The entire proof is extremely long (including a flowchart of 15 Lemmas/Theorems that finally allow to show the main theorem in 25 pages of proofs), and I have to admit that I did not check this part.
I have some questions on the paper and suggestions to further improve the manuscript:
- Figure 1 points out the different structure of the considered networks, and even the abstract already refers to the special structure of "identity mappings". However, optimizing for W (vanilla network) is equivalent to optimizing for (W+I), such that the difference seems to lie in different starting points only. If this is correct, I strongly suggest to emphasize the starting point rather than the identity mapping. In this case, please shorten the connection to ResNet.
- There is a fundamental difference between the architecture shown in figure 1 (which is analyzed in the proofs), and the experiments in sections 5.1, 5.4, and 5.5. In particular, the ResNet trick of an identity shortcut behaves fundamentally different if the identity is used after a nonlinearity (e.g. BatchNorm in Figure 6 and ReLu in the ResNet Paper), opposed to an equivalent reformulation of the original network in Figure 1. Moreover, sections 5.1, 5.4, and 5.5 consider deep networks that have not been analyzed theoretically. Since your theoretical results deal with the 2-layer architecture shown in Figure 1, I suggest to reduce the numerical experiments that go well beyond the theoretically studied case, and instead explain the latter in more detail. It certainly contains enough material. In particular, it would be interesting to understand how close real-world data is to satisfying the assumptions of Theorem 3.1.

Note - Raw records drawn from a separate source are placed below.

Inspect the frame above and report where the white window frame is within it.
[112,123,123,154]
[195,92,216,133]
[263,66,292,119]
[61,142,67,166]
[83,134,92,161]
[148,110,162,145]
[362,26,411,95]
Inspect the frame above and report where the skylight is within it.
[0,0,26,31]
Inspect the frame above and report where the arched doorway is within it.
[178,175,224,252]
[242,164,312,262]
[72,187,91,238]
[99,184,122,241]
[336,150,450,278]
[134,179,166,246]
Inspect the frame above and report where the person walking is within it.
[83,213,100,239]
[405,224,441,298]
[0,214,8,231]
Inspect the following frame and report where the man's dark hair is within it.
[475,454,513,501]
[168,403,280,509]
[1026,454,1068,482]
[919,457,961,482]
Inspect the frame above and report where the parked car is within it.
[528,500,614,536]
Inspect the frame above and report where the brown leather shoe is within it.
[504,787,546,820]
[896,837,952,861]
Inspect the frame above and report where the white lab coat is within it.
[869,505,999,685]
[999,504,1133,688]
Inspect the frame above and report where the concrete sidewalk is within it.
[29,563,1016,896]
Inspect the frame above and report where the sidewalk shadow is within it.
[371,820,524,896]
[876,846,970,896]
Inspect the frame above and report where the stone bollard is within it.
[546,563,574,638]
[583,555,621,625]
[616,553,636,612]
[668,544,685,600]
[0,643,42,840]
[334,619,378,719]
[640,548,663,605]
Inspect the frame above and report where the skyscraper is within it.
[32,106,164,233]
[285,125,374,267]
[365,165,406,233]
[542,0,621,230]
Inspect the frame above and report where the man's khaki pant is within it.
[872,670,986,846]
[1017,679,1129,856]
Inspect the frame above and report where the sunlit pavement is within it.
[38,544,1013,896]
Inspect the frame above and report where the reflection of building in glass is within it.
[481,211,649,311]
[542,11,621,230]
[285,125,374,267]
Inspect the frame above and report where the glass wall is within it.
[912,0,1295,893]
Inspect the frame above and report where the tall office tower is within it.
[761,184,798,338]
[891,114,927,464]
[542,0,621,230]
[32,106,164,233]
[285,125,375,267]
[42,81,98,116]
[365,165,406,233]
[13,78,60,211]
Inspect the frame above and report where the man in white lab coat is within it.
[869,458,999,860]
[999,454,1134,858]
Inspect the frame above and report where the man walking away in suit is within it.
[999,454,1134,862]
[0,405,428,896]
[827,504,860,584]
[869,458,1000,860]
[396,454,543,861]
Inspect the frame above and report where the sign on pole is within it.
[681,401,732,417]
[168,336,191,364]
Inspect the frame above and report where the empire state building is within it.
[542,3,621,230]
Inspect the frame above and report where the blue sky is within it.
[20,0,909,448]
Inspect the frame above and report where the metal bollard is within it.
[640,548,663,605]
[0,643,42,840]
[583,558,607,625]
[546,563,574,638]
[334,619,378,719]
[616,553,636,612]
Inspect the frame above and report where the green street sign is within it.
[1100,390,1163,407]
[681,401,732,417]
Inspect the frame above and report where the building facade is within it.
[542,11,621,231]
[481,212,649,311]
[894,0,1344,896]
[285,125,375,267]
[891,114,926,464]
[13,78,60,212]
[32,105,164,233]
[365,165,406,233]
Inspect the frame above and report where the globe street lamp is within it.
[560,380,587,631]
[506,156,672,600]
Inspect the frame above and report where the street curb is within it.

- For a paper of the technical precision such as the one presented here, I think one should not talk about taking the derivative of a ReLU function without a comment. The ReLU is not differentiable whenever any component is zero - so what exactly is \nabla L(W)? In a convex setting one would consider a subgradient, but what is the right object here? A weak derivative?
- Related to the previous question, subgradient descent on a convex function already requires the step size to go to zero in order to state convergence results. Can you comment on why you can get away with constant step sizes?
- The plots in Figures 7 and 8 are difficult to read and would benefit from more detailed explanations, and labeled axes.
- I recommend to carefully check the manuscript with respect to third person singular verbs and plural nouns. Also, some letters are accidently capitalized after a comma.